Sleep is a valuable therapeutic tool.  People want to be "knocked out" a lá the late Michael Jackson to get that good nights' rest and get better.  However the layman does not understand that the medications we use as sleep aids can easily push one over into respiratory depression and failure.  On the flip side, a little sleep deprivation can move the recalcitrant patient toward discharge because they sleep better at home.  Hospitals are loud, obnoxious places.  You have a new, equally ill room mate, an open door to a lit corridor, you often times have things stuck to or in your body, you're probably tethered to some who's-is-what-is-it, you have apnea, telemetry, and bed alarms going off, and vital signs being checked at all hours of the night and labs drawn at other times.  IV pumps are loud and voices carry in the halls of healing.  Patients are not allowed to rest and do not feel in control.  This leads to an upset person when you preround at the crack of dawn.  Thus sleeping aids, which don't actually improve sleep but do make people forget that they woke, may be of benefit.  However only use them when you are sure that there is no other reason keeping the patient awake such as pain, anxiety, or delirium and that by giving them a respiratory depressant you will not precipitate respiratory failure.

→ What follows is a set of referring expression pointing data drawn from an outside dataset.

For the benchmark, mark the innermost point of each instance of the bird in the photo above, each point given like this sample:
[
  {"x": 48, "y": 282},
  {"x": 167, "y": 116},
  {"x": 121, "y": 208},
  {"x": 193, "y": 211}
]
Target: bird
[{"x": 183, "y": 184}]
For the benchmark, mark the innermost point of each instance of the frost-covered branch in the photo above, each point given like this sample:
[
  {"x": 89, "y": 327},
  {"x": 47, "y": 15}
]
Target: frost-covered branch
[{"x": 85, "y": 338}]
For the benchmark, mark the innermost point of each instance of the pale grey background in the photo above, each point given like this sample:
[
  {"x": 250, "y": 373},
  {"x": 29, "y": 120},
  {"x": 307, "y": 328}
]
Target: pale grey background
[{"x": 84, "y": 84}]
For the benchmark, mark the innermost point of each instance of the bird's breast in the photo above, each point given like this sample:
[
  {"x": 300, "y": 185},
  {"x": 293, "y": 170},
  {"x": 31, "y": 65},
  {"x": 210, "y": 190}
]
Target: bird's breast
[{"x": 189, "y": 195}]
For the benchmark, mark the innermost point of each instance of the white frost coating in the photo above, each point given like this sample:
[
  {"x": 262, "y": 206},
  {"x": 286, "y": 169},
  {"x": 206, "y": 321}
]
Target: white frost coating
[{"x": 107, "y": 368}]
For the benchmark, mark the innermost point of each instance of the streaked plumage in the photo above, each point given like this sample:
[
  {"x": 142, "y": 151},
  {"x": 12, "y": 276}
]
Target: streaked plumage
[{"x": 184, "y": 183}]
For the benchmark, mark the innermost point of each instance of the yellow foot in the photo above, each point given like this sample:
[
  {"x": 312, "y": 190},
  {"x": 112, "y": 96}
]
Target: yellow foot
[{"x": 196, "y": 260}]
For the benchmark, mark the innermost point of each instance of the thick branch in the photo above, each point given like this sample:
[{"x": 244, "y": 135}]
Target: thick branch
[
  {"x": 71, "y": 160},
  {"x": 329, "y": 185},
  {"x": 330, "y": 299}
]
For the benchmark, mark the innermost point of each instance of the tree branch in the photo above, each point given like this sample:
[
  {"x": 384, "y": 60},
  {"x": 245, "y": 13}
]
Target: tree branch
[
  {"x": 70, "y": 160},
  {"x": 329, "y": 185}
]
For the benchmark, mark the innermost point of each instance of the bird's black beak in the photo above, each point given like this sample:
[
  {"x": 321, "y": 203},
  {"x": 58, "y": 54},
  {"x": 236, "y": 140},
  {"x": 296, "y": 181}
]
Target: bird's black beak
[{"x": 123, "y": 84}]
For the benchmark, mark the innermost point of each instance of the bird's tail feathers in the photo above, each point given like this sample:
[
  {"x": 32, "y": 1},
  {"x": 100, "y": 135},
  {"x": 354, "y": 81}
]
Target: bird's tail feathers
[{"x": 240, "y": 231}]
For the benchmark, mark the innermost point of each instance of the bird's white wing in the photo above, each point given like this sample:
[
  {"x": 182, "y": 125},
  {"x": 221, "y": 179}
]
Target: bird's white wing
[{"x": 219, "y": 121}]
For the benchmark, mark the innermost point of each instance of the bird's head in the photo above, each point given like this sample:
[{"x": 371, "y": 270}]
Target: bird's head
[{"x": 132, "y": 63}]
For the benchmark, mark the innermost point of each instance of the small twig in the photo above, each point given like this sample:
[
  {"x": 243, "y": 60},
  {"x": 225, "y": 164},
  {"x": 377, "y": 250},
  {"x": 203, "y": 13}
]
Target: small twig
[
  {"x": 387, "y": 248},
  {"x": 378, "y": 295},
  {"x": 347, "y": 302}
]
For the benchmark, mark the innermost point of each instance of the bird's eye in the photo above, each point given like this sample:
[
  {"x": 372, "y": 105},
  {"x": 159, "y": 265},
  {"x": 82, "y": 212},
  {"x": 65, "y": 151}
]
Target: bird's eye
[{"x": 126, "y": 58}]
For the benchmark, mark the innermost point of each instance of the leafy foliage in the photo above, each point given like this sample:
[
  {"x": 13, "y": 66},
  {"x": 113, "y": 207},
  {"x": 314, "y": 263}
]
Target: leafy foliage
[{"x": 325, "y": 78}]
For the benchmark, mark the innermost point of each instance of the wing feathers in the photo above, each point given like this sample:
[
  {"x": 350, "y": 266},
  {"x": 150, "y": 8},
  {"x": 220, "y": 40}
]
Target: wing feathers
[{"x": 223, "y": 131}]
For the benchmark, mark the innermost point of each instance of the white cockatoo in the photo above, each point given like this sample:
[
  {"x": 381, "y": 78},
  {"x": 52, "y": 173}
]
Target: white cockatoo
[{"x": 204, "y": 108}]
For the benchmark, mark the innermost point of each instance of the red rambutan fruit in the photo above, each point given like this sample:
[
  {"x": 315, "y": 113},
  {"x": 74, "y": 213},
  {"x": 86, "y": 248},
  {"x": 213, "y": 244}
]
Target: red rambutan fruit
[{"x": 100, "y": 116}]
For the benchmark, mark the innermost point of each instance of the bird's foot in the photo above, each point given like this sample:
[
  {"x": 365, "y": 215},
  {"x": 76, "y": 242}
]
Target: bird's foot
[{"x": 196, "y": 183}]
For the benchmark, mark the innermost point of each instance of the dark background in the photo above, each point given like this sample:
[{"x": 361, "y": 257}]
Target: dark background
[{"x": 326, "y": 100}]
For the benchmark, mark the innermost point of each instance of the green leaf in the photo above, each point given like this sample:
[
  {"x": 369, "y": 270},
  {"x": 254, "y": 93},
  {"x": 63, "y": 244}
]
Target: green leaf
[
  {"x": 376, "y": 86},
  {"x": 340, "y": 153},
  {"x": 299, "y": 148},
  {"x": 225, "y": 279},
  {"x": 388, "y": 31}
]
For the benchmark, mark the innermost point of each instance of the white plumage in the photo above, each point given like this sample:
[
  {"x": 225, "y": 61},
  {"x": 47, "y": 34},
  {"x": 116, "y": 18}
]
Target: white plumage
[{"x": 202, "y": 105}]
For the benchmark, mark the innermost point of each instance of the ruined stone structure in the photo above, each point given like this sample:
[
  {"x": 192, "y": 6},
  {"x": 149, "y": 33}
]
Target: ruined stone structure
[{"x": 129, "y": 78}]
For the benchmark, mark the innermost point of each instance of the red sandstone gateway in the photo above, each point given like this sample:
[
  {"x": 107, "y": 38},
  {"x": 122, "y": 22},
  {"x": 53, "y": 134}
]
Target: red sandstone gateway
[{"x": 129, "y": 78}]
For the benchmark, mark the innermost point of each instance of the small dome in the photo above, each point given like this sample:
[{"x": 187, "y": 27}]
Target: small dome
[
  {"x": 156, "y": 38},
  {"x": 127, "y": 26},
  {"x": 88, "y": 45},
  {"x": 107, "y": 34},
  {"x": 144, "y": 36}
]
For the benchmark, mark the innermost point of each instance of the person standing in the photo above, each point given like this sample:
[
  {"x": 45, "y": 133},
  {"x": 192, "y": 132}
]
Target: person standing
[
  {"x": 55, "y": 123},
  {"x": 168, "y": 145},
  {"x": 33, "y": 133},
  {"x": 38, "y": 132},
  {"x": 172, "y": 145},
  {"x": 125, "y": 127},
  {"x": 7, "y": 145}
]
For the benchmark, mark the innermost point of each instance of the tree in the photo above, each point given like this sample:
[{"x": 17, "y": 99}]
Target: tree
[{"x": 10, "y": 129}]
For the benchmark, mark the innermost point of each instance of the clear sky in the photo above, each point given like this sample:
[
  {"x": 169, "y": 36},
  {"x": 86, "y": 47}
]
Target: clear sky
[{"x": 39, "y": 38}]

First trim tethers such as IV fluids, Foley's, and NG-tubes.  Also get rid of alarms you don't need, like the telemetry and apnea alarm on your comfort care patient.  Eliminate unneeded lab draws and foster communication between nurses and patients so that evening vitals can be done before the patient decides to go to bed.  Consider non-chemical adjuncts to foster sleep such as no naps and increased activity during the day, turning the television off at bedtime, switching their phones off, or finding them some boring reading material.  Limit caffeine intake in the later part of the day.  Controlling pain can help with sleep, so make sure you have an adequate analgesic regimen in place.
Where I trained our formulary advocated zolpidem.  This is the pill that one of my nurses referred to as "the pill that turns my sweet 80+ year old patient into a psychotic nudist".  Benzodiazepines can also be used, either long or short acting, but benzo's are known to cause delirium, more so than zolpidem.  Diphenhydramine can also be used but is also deliriogenic.  Generally, if a patient is on benzodiazepines and not sedated I continue them to prevent withdrawal.  If the patient insists that diphenhydramine is the only thing they can take for sleep, give a small dose a try.  But neither of these medications are "goto" drugs for the sleeping aid naive.  Haloperidol is a good choice if their insomnia is due to hyperactive delirium.